Keeping in view the above, the accused named above, stand acquitted of the charge of the case.”  

 

7.         Mr. Habib Ahmed learned Special Prosecutor ANF submits that heinous offence has been committed by the Respondents and trial Court did not appreciate the evidence according to settled principles of law. He submits that acquittal may be converted into conviction.

 

8.         Ms. Masooda Siraj learned Advocate for the Respondent No.3 submits that offence was committed at Canada; case property was not produced before the trial court; no P.Ws from Canada has been examined before whom recovery was made. It is argued that only Photostat documents of recovery have been sent to Pakistan and produced before trial Court. Lastly, it is argued that judgment is based upon sound reasons.

 

9.         We have carefully heard Mr. Habib Ahmed Special Prosecutor ANF and Ms. Masooda Siraj Advocate appearing on behalf of Respondent No.3 and have perused the entire record. We have come to the conclusion that appeal against acquittal filed by ANF is without merits for the reasons that alleged offence was committed at Canada, Hashish was recovered at Canada, neither case property was produced before the Trial Court, only photocopy of chemical report was produced. P.Ws before whom Hashish was recovered at Canada were not produced before trial Court only Photostat documents were produced before the Trial Court. Prosecution has failed to produce original documents. There was nothing on record with regard to the authenticity of those documents. In this case trial Court for the valid and sound reasons recorded acquittal in favour of Respondents. Judgment of the Trial Court is neither perverse nor arbitrary. So far the appeal against acquittal is concerned after acquittal Respondents/accused have acquired double presumption of innocence, this Court would interfere only if the judgment was arbitrarily, capricious or against the record.

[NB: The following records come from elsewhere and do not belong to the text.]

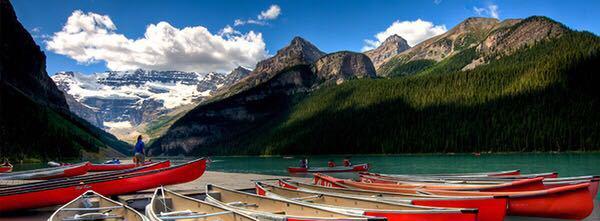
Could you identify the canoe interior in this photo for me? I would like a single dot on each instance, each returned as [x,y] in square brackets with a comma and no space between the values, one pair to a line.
[96,201]
[360,192]
[340,201]
[168,202]
[253,202]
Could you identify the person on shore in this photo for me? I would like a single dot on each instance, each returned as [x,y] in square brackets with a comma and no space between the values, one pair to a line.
[138,157]
[347,162]
[331,163]
[304,162]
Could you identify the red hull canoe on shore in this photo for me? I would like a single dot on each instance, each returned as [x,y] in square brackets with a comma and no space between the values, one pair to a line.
[550,180]
[510,186]
[393,211]
[566,202]
[55,193]
[5,168]
[355,168]
[48,173]
[490,208]
[110,167]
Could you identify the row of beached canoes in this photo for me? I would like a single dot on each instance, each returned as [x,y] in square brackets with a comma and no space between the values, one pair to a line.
[293,201]
[62,190]
[63,171]
[335,199]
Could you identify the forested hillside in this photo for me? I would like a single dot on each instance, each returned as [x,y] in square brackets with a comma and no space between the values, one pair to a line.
[35,121]
[543,98]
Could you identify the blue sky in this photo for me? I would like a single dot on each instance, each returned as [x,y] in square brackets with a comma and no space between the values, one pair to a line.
[330,25]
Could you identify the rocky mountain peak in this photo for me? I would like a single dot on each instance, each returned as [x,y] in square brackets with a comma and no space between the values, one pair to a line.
[299,51]
[22,63]
[392,46]
[341,66]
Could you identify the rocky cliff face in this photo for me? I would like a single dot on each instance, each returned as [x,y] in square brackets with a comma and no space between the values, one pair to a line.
[293,72]
[340,66]
[22,63]
[298,52]
[392,46]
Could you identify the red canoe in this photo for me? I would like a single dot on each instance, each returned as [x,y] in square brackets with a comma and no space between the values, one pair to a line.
[490,208]
[5,168]
[509,186]
[393,211]
[355,168]
[566,202]
[48,173]
[55,193]
[110,167]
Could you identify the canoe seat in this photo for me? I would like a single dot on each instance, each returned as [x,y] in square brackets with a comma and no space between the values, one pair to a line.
[308,197]
[93,216]
[164,204]
[193,216]
[92,208]
[242,204]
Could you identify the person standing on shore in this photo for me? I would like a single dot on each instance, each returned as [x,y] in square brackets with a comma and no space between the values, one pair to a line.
[139,157]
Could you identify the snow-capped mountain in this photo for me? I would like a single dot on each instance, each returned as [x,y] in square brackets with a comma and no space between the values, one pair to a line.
[124,99]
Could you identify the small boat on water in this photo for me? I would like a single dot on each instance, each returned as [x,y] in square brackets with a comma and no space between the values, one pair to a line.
[265,208]
[393,211]
[169,205]
[54,192]
[566,202]
[6,167]
[48,173]
[508,186]
[478,174]
[353,168]
[93,206]
[110,167]
[490,208]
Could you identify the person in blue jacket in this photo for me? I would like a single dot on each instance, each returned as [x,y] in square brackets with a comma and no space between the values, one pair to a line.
[139,154]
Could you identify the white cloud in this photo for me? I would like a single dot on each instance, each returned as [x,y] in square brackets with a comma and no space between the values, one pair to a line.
[413,31]
[270,14]
[489,11]
[90,38]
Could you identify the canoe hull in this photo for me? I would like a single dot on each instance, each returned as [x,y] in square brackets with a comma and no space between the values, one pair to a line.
[4,169]
[145,180]
[110,167]
[567,202]
[355,168]
[390,216]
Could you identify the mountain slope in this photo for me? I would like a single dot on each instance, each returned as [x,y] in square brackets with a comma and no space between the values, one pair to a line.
[34,117]
[542,98]
[226,121]
[392,46]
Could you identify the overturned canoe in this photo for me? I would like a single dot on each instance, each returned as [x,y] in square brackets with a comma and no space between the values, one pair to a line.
[265,208]
[110,167]
[393,211]
[490,208]
[169,205]
[549,181]
[51,192]
[507,186]
[48,173]
[338,169]
[93,206]
[566,202]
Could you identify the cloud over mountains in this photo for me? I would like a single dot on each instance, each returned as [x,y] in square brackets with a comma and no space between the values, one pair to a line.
[90,38]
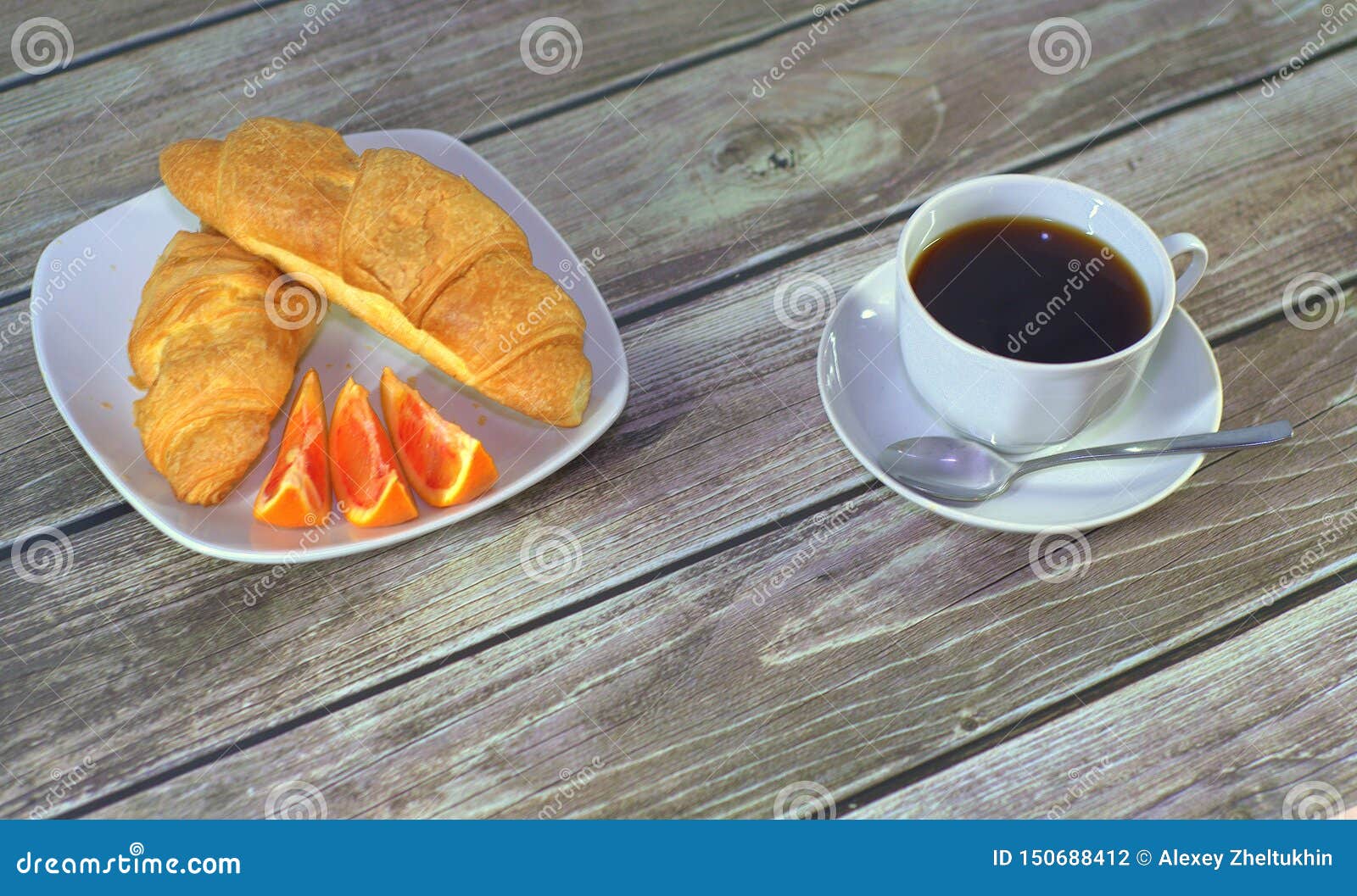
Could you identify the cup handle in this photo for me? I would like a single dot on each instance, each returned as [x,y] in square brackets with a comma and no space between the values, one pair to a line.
[1177,244]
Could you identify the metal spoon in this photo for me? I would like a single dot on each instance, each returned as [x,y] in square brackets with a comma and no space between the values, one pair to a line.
[960,470]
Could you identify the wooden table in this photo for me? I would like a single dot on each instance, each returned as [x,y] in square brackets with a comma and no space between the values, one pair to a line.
[1200,663]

But in this case there were number of infirmities and impugned judgment of acquittal in our considered view did not suffer from any misreading and non-reading of the evidence. As regard to the consideration warranting the interference in the appeal against acquittal and an appeal against conviction principle has been laid down by the Hon’ble Supreme Court in various judgments. In the case of State/ Government Sindh through Advocate General Sindh, Karachi versus Sobharo (1993 SCMR 585), Honourable Supreme Court has laid down the principle that in the case of appeal against acquittal while evaluating the evidence distinction is to be made in appeal against conviction and appeal against acquittal. Interference in the latter case is to be made when there is only gross misreading of evidence, resulting in miscarriage of justice. Relevant portion is reproduced as under:-

 

“14.We are fully satisfied with appraisal of evidence done by the trial Court and we are of the view that while evaluating the evidence, difference is to be maintained in appeal from conviction and acquittal appeal and in the latter case interference is to be made only when there is gross misreading of evidence resulting in miscarriage of justice. Reference can be made to the case of Yar Muhammad and others v. The State (1992 SCMR 96). In consequence this appeal has no merits and is dismissed.”

           

10.       For what has been discussed above, we are of the considered view that impugned judgment is based upon valid and sound reasons and is entirely in consonance with the law laid down by the Honourable Supreme Court of Pakistan. Neither, there is misreading, nor non-reading of material evidence or misconstruction of facts and law. Resultantly, Criminal Acquittal Appeal No. 192 of 2012 is without merits and the same is dismissed.